As I watched, I found myself reinterpreting into Epicurean terms – and concluded that their message (though very good) would be even clearer and better grounded from an Epicurean perspective (and without Buddhist commitment to such things as “samsara” – which, though not emphasized, naturally crept in).
Also, I thought that an expansive understanding of Epicurean friendship can cover most of the ground of Buddhist compassion and loving-kindness – even if an attitude of friendliness is not reciprocated (and self-protection, especially by withdrawal, is called for), that attitude (like an “attitude of gratitude” even in the face of travail) is still more conducive to our own happiness.
Also, for the first time, I really started to think of Epicureanism as a “faith” – without supernaturalism or strict religious insistence on “right doctrinal belief” no matter what (to be a “True Epicurean™”?).
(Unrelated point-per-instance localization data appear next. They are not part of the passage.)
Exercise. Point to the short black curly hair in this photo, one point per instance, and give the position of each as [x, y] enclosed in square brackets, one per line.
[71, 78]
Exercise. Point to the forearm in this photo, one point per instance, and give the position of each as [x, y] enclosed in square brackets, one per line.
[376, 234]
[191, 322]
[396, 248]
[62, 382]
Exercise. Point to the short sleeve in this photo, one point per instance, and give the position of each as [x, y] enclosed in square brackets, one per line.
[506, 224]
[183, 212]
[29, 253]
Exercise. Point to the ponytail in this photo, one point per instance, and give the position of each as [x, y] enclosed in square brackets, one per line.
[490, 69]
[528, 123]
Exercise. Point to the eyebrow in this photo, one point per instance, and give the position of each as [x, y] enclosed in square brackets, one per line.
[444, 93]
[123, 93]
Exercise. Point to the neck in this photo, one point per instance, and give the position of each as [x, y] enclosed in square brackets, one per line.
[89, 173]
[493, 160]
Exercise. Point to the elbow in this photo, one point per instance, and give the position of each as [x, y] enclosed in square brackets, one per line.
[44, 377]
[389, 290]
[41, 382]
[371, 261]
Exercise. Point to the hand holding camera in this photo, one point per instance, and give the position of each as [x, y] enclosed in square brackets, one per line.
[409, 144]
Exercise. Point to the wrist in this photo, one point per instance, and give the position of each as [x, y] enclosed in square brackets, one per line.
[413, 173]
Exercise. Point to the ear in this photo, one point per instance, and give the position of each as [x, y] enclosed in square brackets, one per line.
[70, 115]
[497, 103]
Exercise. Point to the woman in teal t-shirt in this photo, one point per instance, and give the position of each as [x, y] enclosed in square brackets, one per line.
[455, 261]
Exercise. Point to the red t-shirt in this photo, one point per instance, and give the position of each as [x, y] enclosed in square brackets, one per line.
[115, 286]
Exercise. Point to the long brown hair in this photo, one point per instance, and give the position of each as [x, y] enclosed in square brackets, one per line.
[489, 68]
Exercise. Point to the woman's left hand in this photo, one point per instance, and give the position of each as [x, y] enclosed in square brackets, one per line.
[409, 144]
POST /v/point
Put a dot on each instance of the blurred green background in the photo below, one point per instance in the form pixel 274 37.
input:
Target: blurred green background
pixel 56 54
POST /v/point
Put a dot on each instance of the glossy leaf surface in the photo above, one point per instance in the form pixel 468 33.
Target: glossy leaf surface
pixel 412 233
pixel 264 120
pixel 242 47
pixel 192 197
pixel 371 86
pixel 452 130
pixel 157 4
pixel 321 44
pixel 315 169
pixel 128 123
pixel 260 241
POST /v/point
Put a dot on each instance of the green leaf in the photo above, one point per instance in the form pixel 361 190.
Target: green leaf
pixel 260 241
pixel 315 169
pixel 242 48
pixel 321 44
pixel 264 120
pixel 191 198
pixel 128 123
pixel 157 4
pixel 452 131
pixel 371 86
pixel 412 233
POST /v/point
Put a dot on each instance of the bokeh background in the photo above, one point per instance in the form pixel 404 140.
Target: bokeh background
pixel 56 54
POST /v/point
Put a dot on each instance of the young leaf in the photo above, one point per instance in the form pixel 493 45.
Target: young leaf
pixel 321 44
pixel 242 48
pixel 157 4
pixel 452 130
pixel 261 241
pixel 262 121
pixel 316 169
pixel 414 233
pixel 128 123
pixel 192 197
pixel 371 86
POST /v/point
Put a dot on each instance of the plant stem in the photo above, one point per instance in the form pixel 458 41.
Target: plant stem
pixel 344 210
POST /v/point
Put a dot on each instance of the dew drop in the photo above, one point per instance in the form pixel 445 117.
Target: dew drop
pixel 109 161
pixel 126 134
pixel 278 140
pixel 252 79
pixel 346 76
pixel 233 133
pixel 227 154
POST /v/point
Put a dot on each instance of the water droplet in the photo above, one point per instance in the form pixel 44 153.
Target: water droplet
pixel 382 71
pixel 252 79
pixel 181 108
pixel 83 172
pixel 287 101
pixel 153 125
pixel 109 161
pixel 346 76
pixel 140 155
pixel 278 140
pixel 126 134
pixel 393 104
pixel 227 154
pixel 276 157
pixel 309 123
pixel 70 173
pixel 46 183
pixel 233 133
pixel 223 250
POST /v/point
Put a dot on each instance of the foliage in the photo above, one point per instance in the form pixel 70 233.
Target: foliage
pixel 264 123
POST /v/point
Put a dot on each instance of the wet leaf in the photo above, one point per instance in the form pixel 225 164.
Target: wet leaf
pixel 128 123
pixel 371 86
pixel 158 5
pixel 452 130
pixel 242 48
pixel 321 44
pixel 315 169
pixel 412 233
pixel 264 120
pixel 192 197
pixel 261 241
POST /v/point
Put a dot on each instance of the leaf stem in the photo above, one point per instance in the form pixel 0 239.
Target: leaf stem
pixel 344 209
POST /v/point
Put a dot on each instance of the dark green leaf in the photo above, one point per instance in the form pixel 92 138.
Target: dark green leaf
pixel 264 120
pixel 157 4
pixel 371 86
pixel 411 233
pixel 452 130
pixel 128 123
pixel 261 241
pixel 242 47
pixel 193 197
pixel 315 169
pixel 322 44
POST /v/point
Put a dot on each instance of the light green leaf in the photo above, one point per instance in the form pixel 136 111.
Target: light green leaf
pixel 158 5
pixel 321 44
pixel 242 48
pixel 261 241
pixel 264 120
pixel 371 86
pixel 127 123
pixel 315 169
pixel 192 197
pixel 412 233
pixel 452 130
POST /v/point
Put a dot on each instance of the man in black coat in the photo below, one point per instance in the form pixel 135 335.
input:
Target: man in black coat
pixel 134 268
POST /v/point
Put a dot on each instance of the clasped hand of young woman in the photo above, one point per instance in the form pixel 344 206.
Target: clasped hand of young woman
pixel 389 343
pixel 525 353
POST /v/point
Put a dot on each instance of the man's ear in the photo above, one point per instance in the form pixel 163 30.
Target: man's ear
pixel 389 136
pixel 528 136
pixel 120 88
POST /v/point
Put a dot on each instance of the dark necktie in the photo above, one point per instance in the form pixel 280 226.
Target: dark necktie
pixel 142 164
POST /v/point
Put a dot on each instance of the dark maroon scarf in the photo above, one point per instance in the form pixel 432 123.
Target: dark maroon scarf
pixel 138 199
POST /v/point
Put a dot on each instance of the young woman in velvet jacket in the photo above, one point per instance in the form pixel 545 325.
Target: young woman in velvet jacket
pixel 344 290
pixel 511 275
A reality-based faith that evolves well into our modern world (e.g. modern theories of physics, neurobiology and more developed understandings of deductive/inductive logic). A faith, rather than just an intellect-based philosophy as a good guide to life. A faith as an evolving way of life – in which I will always be a beginner (with my own fits and starts).
[All of which is to say that maybe I finally absorbed (beyond just intellectual assent) some of what Epicurus’ was actually trying to say – and has been said on here.]
Anyway, I just wanted to share my initial, unsorted thoughts on seeing the film.